End-to-end 2D-3D Registration between Image and LiDAR Point Cloud for Vehicle Localization
Wang, Guangming, Zheng, Yu, Guo, Yanfeng, Liu, Zhe, Zhu, Yixiang, Burgard, Wolfram, Wang, Hesheng
Robot localization using a previously built map is essential for a variety of tasks including highly accurate navigation and mobile manipulation. A popular approach to robot localization is based on image-to-point cloud registration, which combines illumination-invariant LiDAR-based mapping with economical image-based localization.
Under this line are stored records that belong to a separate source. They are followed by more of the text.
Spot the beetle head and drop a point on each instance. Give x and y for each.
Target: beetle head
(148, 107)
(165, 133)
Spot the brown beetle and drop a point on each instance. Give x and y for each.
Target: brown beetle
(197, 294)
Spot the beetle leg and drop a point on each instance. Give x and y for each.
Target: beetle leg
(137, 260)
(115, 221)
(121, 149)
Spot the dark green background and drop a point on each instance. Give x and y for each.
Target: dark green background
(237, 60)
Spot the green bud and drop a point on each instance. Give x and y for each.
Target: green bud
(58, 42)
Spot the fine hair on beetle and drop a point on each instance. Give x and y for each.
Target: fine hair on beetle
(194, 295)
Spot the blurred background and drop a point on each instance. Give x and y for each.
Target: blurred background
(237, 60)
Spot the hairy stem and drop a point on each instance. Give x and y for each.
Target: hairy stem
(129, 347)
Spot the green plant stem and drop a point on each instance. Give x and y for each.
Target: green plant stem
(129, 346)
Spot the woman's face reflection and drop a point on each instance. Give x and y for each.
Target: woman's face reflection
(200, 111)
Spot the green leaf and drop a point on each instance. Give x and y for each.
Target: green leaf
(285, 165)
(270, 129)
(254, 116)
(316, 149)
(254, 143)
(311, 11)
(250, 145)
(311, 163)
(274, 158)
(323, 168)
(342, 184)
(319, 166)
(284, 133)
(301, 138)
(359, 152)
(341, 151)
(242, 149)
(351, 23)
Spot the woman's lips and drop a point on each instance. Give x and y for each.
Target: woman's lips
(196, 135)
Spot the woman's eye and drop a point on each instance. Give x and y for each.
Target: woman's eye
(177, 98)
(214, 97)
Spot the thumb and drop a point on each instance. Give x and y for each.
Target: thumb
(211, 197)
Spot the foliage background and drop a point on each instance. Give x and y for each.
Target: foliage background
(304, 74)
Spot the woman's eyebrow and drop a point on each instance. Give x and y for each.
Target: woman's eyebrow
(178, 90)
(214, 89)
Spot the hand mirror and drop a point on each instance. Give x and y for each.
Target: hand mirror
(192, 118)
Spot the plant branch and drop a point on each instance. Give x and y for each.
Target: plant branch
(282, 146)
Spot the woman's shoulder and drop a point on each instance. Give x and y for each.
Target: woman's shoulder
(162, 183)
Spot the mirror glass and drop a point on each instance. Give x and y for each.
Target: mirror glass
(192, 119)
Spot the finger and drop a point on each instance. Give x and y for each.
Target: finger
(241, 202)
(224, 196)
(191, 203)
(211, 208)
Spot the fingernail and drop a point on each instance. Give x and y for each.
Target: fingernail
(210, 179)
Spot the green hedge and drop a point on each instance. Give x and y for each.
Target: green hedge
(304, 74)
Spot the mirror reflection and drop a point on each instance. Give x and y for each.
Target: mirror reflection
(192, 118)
However, the recent works for image-to-point cloud registration either divide the registration into separate modules or project the point cloud to the depth image to register the RGB and depth images. In this paper, we present I2PNet, a novel end-to-end 2D-3D registration network. I2PNet directly registers the raw 3D point cloud with the 2D RGB image using differential modules with a unique target. The 2D-3D cost volume module for differential 2D-3D association is proposed to bridge feature extraction and pose regression. 2D-3D cost volume module implicitly constructs the soft point-to-pixel correspondence on the intrinsic-independent normalized plane of the pinhole camera model. Moreover, we introduce an outlier mask prediction module to filter the outliers in the 2D-3D association before pose regression. Furthermore, we propose the coarse-to-fine 2D-3D registration architecture to increase localization accuracy. We conduct extensive localization experiments on the KITTI Odometry and nuScenes datasets. The results demonstrate that I2PNet outperforms the state-of-the-art by a large margin. In addition, I2PNet has a higher efficiency than the previous works and can perform the localization in real-time. Moreover, we extend the application of I2PNet to the camera-LiDAR online calibration and demonstrate that I2PNet outperforms recent approaches on the online calibration task.